Embodiments of the present invention relate generally to computer-implemented systems for information management, and more particularly to a method and system for maintaining historical data for data receivers.
Banks and other institutions may use computerized systems to manage information. A computerized system may include one or more software components, associated interfaces, databases and supporting hardware. Components may comprise a plurality of applications. Various ones of the components may require information from, or supply information to, others of the components, where the components may belong either to a common computerized system or distinct computerized systems.
An example occurs in banks. One software component of a computerized system of a bank might be used for managing loans made by the bank—e.g., taking loan applications, administering payments and the like. Another software component of a computerized system of the bank might relate to collateral management. The collateral management component would typically need information from the loan management component, and vice versa, for example to determine whether a loan applicant had provided enough security for a given loan to be approved. Further, both the loan management component and the collateral management component might supply information, from time to time, to an analyzer component that used the information to perform calculations, generate statistics and perform regulatory reporting.
Sharing of information between computerized systems as described in the foregoing need not be confined to a single institution such as a bank.
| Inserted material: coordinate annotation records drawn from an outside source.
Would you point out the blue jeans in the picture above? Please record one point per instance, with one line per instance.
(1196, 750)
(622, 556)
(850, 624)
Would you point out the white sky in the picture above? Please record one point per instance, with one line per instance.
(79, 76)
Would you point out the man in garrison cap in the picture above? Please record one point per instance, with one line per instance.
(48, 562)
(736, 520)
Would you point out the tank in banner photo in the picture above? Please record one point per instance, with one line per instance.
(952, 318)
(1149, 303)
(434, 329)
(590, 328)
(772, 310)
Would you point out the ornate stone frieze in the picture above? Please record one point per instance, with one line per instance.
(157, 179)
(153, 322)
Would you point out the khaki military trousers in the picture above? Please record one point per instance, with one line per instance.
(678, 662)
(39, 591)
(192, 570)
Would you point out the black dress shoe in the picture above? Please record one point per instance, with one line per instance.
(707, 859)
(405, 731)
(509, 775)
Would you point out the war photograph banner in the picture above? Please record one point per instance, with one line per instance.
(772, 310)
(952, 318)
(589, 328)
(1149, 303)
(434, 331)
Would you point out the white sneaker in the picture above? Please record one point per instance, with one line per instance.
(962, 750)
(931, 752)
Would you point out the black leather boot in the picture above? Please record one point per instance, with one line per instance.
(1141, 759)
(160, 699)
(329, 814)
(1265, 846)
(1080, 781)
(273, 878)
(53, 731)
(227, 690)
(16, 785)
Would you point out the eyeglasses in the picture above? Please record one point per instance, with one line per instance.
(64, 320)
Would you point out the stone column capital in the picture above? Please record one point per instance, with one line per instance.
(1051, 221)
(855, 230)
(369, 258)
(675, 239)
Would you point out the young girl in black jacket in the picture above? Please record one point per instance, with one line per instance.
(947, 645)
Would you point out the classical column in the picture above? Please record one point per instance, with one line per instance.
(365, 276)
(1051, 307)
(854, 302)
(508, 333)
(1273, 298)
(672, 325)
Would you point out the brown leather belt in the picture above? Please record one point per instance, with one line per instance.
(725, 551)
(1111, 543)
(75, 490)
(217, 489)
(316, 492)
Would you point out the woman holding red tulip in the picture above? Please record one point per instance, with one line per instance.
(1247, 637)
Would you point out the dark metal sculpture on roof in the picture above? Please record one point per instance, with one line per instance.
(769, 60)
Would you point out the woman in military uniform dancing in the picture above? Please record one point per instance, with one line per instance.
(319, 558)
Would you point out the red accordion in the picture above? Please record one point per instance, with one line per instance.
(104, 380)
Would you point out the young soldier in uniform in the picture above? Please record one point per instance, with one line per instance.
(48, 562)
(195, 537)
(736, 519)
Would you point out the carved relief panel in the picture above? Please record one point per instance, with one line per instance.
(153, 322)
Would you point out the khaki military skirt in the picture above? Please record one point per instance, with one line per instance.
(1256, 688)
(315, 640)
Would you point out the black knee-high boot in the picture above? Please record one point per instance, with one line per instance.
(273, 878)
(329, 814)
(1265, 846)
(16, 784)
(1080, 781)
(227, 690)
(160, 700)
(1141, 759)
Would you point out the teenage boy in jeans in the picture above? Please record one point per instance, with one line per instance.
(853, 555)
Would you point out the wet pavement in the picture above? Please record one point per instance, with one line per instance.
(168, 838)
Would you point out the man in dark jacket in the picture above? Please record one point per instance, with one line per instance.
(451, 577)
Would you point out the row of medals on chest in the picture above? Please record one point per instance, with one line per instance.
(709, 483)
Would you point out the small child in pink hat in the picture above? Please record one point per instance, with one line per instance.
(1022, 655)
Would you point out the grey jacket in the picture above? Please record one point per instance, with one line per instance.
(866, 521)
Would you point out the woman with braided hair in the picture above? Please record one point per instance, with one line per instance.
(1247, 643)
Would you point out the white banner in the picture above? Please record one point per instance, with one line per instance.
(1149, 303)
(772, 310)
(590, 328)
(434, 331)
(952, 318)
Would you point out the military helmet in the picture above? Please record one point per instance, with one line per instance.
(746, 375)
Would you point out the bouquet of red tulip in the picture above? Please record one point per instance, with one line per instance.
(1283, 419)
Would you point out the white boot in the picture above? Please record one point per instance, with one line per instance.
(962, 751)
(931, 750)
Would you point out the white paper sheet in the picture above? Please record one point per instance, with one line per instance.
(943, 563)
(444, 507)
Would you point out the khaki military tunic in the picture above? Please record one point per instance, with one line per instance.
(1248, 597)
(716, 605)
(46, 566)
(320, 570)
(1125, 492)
Various independent entities (e.g., businesses, government agencies) need to be able to obtain the information of other independent entities, and to provide information to other independent entities. There could be a one-way flow of information between entities, or a two-way flow. That is, an entity might supply information to another, but not receive information from the other; or might receive information from another but not supply it to the other. On the other hand, two entities might mutually exchange information.
In the various computerized systems described in the preceding, in many cases the supplying of information and the obtaining of information needs to be possible on demand in order for the businesses and other institutions served by the systems to operate properly. For example, in a bank, a loan could be initially approved, but then the requested amount of the loan might increase. In this event, the loan management component would need to determine whether the value of the collateral securing the loan was enough to secure the increased loan amount. Therefore, the loan management component would need to obtain the value of the collateral from the collateral management component. Similarly, the collateral management component would need to be informed about the increased loan amount.
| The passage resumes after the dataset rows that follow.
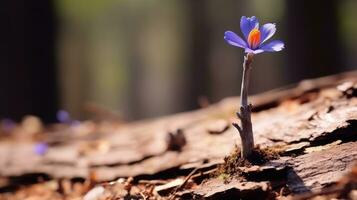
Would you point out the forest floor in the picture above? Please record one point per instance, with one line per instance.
(306, 137)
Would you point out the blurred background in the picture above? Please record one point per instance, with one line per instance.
(146, 58)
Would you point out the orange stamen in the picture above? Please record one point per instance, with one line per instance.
(254, 38)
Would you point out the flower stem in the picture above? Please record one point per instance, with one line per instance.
(245, 129)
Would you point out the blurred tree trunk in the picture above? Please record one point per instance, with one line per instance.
(313, 38)
(28, 73)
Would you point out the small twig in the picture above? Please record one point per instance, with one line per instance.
(245, 130)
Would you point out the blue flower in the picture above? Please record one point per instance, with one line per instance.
(255, 37)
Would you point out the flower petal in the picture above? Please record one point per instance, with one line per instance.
(275, 45)
(267, 31)
(234, 39)
(247, 24)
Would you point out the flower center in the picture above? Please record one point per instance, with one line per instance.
(254, 38)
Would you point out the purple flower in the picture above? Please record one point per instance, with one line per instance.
(40, 149)
(254, 36)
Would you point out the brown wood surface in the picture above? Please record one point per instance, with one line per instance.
(312, 124)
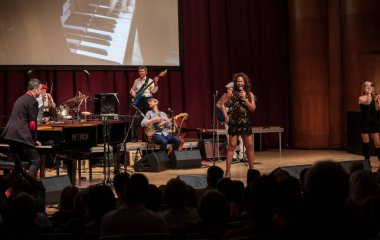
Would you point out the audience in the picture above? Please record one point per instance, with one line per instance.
(66, 207)
(119, 181)
(324, 203)
(178, 214)
(133, 217)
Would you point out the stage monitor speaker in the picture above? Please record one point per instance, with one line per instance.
(197, 181)
(153, 162)
(206, 148)
(294, 171)
(186, 159)
(53, 188)
(347, 165)
(106, 103)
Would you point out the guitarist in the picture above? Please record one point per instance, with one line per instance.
(161, 137)
(143, 105)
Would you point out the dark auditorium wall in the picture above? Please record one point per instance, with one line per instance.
(306, 60)
(220, 38)
(334, 46)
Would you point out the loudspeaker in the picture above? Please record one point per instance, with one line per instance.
(53, 188)
(294, 171)
(347, 165)
(197, 181)
(106, 103)
(186, 159)
(205, 146)
(153, 162)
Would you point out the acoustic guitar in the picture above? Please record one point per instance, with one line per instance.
(150, 128)
(140, 92)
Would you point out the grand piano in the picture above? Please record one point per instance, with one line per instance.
(73, 141)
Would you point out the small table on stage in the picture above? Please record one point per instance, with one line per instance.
(255, 130)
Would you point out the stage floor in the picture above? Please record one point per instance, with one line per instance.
(266, 161)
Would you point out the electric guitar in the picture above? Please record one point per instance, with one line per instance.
(140, 92)
(150, 128)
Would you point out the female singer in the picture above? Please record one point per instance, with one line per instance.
(242, 102)
(369, 121)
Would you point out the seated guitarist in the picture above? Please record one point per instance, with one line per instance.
(154, 117)
(140, 83)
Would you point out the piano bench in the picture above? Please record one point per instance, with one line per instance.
(6, 166)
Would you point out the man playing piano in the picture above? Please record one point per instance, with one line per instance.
(45, 105)
(153, 118)
(21, 130)
(140, 83)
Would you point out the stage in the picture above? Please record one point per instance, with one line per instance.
(266, 161)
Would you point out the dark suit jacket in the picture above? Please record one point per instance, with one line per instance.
(25, 111)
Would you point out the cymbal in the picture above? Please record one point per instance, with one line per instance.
(75, 100)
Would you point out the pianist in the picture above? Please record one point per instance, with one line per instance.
(161, 136)
(21, 129)
(46, 105)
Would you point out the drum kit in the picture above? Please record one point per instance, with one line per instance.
(71, 108)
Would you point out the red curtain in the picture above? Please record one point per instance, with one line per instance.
(220, 38)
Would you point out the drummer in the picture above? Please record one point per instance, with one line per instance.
(46, 105)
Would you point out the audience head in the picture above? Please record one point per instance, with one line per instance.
(356, 166)
(176, 193)
(252, 175)
(68, 195)
(119, 181)
(213, 207)
(363, 186)
(100, 201)
(262, 198)
(227, 187)
(214, 173)
(23, 209)
(326, 185)
(154, 198)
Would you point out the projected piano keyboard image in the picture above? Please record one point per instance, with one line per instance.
(97, 28)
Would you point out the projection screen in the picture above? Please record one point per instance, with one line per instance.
(89, 32)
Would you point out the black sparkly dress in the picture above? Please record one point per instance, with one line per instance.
(239, 120)
(369, 118)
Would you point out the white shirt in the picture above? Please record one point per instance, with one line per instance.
(159, 130)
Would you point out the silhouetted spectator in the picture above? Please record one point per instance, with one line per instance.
(214, 174)
(133, 217)
(22, 218)
(178, 214)
(154, 198)
(252, 175)
(100, 201)
(66, 206)
(119, 181)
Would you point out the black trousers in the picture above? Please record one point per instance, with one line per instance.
(144, 107)
(26, 153)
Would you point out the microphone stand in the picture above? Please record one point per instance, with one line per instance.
(106, 146)
(123, 146)
(213, 127)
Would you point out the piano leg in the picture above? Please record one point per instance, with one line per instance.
(42, 166)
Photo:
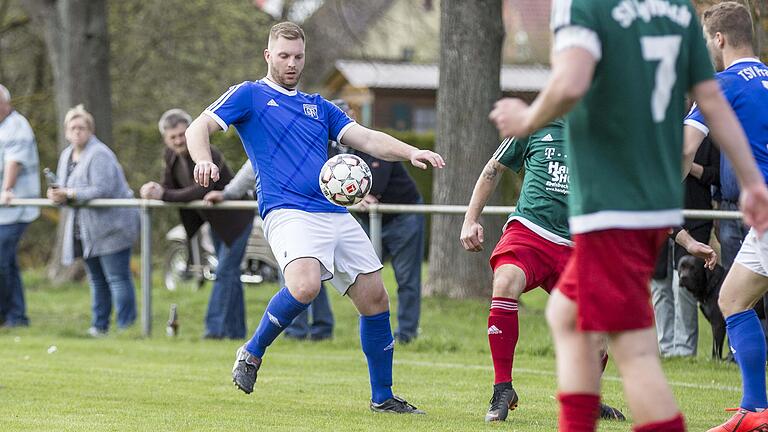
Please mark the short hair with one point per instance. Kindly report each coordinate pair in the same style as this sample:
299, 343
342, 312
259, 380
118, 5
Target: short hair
731, 19
5, 95
288, 30
172, 118
80, 112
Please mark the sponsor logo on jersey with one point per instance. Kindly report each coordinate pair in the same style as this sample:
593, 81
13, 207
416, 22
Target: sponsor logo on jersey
273, 319
310, 110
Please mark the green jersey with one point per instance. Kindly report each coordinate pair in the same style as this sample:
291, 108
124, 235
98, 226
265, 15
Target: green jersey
625, 137
542, 206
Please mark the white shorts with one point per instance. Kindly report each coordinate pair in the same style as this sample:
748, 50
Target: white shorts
334, 239
754, 253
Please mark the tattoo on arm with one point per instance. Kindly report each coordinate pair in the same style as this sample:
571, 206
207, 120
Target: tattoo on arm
490, 172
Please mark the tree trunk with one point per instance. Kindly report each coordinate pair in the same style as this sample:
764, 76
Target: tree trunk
77, 42
471, 36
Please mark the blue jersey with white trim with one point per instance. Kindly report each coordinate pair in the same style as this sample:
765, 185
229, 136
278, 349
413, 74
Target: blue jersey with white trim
285, 134
745, 85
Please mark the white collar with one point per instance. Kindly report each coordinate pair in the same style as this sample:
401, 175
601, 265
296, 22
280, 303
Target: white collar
744, 60
279, 88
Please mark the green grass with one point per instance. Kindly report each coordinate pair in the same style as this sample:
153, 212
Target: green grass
125, 382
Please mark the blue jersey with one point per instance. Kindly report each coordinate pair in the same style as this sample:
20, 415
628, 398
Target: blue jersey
745, 85
285, 134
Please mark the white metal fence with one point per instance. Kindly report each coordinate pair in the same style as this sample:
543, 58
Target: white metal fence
375, 212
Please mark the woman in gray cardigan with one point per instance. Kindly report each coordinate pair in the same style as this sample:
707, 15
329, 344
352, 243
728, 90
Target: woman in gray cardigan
103, 237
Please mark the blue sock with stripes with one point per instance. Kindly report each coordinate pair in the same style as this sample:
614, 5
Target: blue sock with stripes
281, 311
745, 334
378, 346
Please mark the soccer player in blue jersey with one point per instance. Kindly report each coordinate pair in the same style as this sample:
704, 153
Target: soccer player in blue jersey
744, 80
285, 134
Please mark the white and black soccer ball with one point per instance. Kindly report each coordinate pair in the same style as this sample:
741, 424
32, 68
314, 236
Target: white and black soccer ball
345, 179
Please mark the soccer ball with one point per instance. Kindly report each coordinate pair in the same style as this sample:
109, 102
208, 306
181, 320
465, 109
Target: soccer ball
345, 179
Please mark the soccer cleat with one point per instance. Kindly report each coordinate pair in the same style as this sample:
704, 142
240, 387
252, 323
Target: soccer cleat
744, 421
244, 370
395, 405
503, 401
608, 412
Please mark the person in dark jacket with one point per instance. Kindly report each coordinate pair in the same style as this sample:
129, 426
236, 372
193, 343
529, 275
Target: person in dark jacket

Moreover, different entities need different information at different times. For example, a bank analyzer component might need historical information about loans stretching back weeks or months in order to perform its functions. On the other hand, a collateral management component might never need anything more than the most current “snapshot” of a loan status.
Computerized systems are known for handling information flow as described above. Such systems may abstract suppliers of information as “senders,” and requesters or receivers of information as “receivers.” In view of the differing needs of receivers, one challenge for the systems associated with on-demand service is ensuring that a given receiver gets the kind of information it needs, when it needs it. The challenge is presented largely by the fact that information is continually changing and being added to, while computer processing and data storage capabilities are finite.
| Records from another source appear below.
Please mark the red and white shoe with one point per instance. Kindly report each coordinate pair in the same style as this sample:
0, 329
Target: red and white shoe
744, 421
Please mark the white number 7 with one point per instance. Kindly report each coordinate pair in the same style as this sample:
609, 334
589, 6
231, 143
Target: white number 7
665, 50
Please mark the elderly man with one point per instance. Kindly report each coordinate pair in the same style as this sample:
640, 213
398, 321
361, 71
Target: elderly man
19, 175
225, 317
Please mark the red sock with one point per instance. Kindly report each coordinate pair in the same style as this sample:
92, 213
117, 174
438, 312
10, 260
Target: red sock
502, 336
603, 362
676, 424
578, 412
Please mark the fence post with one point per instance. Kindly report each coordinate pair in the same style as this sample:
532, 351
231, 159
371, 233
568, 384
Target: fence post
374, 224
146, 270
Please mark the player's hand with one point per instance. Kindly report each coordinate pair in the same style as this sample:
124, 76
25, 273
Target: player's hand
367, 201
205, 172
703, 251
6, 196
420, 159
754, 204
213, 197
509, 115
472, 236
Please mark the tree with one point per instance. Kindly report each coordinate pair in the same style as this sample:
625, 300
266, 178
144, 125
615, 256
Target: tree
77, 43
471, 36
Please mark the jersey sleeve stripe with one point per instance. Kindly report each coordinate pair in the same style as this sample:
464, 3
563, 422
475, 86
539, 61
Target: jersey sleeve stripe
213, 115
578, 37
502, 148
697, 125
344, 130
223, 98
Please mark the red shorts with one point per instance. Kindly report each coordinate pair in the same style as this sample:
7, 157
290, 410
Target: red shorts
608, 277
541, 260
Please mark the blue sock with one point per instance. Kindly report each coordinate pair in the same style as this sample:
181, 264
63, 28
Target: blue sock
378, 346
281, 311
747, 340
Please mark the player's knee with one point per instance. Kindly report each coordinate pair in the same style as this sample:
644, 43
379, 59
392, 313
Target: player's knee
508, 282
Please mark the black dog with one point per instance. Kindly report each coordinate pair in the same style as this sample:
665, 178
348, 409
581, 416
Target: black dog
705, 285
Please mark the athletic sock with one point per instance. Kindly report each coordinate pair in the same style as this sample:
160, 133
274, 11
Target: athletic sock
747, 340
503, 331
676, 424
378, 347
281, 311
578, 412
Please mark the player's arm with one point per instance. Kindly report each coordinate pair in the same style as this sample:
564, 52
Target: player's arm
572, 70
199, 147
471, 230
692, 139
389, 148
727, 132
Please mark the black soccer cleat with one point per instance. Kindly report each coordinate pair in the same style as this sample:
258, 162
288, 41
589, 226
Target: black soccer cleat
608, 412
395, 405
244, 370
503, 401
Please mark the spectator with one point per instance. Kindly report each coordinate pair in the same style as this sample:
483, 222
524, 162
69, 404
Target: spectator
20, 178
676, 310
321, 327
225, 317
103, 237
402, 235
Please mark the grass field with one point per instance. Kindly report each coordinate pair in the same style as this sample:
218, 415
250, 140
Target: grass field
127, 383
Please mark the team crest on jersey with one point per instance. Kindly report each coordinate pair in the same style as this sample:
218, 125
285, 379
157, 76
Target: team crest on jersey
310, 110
By way of illustration, consider again the example of a bank. Information about a given account might change a number of times over the course of a day, week or month. For a first receiver of information about the account, only current information might be needed. On the other hand, a second receiver of information about the account might need to know the information for one or more points in the past. Still a third receiver might need to know information about the account for one or more points in the past different from the points that the second receiver is interested in.
There might be many more such changing accounts in the bank, and many more receivers with varying needs for information about the accounts. One straightforward approach to meeting the needs of all the receivers might be to simply maintain independent copies of the information as needed for each receiver. However, this approach is clearly unworkable because of the huge demands it would place on data storage and processing capacity.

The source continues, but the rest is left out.